01:14 <mrvn> If ram is of concern you can compress the dictionary tree somewhat.

01:14 <karryall> mrvn: I use then uncompressed but maybe I was wrong in calling these "tries"

01:15 <mrvn> Instead of storing allways one char on each edge you can store a string if there is no branching.

01:15 <teratorn> usually i could eliminate a word after the first 2 or 3 letters

01:15 <teratorn> isntead of eliminating after the first 1 or 2 chars, for each comaprrison in the binary search

01:16 <mrvn> teratorn: A tree is definitly the right way.

01:17 <mrvn> That gives you a O(n) algorithm after setup phase. You only ever look at each char once.

01:18 <teratorn> right get the char, see if the path in the dict tree can continue

01:19 rhil|brb is now known as rhil

01:19 <teratorn> well thanks mrvn and karryall

01:19 * teratorn &

01:20 <mrvn> Try replacing all whitespaces by ' ' when you remove 1337 talk and the like. Maybe thats quicker.

02:19 Smerdyakov has quit ["reboot because computer is dodgy"]

02:24 <teratorn> freakin tuareg-mode indentation

02:24 <teratorn> is it know to be bugged or what?

02:24 <teratorn> *known

02:26 <gl> ictp contest was hardcore

02:26 <gl> *icfp

02:27 <Riastradh> teratorn, what's wrong with it?

02:27 <teratorn> it's not matching up if's and else's right when they are nested

02:27 <teratorn> i don't think..

02:39 Smerdyakov has joined #ocaml

02:41 <teratorn> damn this sucks. if you have several nested if's and only one trailing else, it's ambiguous which if-block the else goes with

02:45 <teratorn> has anyone had this problem?

02:45 <Smerdyakov> Problem in what sense?
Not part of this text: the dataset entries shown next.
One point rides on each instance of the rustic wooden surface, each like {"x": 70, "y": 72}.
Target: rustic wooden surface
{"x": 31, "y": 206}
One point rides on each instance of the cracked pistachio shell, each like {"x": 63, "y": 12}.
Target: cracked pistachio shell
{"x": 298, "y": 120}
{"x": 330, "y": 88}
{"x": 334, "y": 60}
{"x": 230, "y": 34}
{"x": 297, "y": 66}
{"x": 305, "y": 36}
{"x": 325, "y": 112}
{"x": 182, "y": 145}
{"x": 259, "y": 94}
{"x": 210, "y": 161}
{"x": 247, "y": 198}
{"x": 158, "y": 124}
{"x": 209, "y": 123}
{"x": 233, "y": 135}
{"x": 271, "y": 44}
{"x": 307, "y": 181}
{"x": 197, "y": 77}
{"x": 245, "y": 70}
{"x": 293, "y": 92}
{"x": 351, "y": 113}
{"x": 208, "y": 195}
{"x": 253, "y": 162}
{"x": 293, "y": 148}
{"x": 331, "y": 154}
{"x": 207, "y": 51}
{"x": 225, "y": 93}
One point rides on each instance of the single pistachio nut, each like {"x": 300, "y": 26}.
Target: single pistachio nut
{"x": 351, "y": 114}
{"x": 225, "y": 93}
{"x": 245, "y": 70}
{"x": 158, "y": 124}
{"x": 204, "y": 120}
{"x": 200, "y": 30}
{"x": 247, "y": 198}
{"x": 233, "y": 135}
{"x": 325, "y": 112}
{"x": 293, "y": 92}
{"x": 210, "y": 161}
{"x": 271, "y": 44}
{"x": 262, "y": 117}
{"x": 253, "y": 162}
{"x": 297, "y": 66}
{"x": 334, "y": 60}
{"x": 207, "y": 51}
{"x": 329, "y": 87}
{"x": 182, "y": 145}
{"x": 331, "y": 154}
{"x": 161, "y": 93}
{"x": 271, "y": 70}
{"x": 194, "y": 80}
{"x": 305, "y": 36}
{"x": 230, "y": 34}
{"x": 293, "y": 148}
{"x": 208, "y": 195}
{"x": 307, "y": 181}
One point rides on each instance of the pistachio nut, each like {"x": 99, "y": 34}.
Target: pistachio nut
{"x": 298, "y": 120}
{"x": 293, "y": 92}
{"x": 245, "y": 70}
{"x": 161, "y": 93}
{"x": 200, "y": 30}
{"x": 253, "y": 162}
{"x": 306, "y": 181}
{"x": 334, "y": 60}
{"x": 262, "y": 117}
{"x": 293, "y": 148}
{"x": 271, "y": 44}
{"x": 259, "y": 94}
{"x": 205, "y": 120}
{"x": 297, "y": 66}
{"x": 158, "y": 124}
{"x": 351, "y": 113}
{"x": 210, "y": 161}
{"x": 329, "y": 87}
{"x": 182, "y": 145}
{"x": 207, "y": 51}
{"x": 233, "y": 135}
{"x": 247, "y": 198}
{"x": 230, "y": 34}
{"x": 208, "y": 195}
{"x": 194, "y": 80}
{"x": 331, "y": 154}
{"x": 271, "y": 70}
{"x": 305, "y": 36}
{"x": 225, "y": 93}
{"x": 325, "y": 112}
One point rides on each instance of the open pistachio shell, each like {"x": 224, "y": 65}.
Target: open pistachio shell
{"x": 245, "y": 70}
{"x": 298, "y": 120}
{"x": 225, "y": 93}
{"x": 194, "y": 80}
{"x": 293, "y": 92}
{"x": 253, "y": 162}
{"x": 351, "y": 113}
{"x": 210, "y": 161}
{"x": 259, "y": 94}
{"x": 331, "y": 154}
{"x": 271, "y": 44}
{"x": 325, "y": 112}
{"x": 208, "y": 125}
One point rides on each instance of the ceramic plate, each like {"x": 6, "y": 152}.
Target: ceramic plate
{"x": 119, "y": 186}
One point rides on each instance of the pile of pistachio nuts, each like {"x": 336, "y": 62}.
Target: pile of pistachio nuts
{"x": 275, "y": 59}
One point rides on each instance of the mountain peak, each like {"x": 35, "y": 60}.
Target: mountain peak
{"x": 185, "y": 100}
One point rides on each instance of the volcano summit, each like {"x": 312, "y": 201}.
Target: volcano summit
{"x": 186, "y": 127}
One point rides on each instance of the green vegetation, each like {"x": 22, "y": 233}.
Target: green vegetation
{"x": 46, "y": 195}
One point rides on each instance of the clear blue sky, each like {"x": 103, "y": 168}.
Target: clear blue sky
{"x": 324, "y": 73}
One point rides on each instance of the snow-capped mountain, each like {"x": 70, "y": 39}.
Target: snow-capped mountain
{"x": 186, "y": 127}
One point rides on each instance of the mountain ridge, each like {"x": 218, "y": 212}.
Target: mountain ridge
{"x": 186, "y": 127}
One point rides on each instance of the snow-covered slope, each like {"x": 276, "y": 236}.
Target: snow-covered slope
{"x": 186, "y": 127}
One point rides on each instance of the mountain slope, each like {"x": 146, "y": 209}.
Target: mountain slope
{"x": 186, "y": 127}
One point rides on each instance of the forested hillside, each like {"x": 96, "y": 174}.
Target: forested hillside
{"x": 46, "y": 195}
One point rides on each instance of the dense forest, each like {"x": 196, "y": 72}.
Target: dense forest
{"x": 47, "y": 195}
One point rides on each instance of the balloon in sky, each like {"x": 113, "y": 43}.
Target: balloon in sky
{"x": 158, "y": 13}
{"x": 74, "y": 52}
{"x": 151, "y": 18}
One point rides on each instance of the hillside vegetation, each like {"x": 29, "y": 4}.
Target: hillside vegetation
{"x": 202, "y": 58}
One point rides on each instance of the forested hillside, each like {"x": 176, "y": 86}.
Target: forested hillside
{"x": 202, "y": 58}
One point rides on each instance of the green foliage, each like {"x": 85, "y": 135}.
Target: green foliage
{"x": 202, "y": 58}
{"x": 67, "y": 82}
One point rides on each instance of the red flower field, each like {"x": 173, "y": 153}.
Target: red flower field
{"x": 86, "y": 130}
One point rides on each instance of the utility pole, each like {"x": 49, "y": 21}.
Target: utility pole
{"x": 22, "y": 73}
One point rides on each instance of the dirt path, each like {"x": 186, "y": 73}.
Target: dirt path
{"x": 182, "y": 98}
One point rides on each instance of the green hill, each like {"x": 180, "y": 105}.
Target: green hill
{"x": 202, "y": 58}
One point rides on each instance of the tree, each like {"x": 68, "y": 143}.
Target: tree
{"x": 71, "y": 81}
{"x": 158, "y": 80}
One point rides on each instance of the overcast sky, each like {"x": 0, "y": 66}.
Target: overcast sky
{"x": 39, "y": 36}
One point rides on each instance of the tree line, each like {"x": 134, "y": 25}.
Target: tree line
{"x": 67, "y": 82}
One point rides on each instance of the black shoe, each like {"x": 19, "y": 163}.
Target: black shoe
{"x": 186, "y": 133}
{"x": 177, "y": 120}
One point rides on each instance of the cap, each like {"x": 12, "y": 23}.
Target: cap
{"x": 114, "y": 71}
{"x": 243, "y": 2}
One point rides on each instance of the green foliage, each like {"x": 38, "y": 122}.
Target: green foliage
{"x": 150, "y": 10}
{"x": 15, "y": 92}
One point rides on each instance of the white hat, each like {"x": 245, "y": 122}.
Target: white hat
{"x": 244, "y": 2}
As a user of a programming language with this syntax?

02:46 <teratorn> sure

02:46 <Smerdyakov> It's not a very big problem.. just use parentheses :P

02:46 <teratorn> having a bunch of else () kinda sucks

02:47 <teratorn> `/o but it was only fantasy `/o

02:47 <teratorn> `/o the wall was too high / as you can see `/o

02:47 <teratorn> `/o no matter how he tried / he could not break free `/o

02:48 <teratorn> `/o and the worms ate into his brain `/o

02:48 <Smerdyakov> Well, pretty much every language has this "problem." (I put it in quotes because people don't really agree on what the "right" grouping is.)

02:48 <Smerdyakov> Well, excluding languages like Lisp, where you'll need the parens anyway :D

02:48 <teratorn> well python doesn't have this problem :) i guess i've been sheltered from languages that do :)

02:49 <Smerdyakov> teratorn, eh? You use indentation in Python, right?

02:49 <teratorn> yep

02:49 <Smerdyakov> So it's even WORSE than in OCaml.

02:49 <teratorn> no :)

02:49 <Smerdyakov> You must indicate grouping for EVERY if..then..else. It NEVER guesses.

02:49 <teratorn> the indentation level tells which if block it corresponds to

02:49 <Smerdyakov> Yes, so you have to do what you are complaining about doing in OCaml...

02:50 <teratorn> eh? no

02:50 <teratorn> the only way i can do it in ocaml (i think) is to close each if with an else, even if it's only else ()

02:50 <Smerdyakov> That's absurd.

02:50 <teratorn> i'm pretty new so i could be missing something

02:51 <Smerdyakov> You don't need to do anything but add parentheses around existing expressions to resolve ambiguities.

02:51 <teratorn> hmm

02:51 <teratorn> oh ok

02:51 <teratorn> :)

02:52 <teratorn> see i told you i'm new to ocaml

02:52 <teratorn> i should have thought of that, i've only been used to using it to resolv ambiguities in function parameters

02:55 <Riastradh> Function arguments are just expressions -- like if expressions.

02:56 <teratorn> yeah

03:00 Kinners has left #ocaml []

03:02 rhil has quit ["leaving"]

03:26 rhil has joined #ocaml

03:32 reltuk has quit [Read error: 104 (Connection reset by peer)]

03:33 rhil has quit [Remote closed the connection]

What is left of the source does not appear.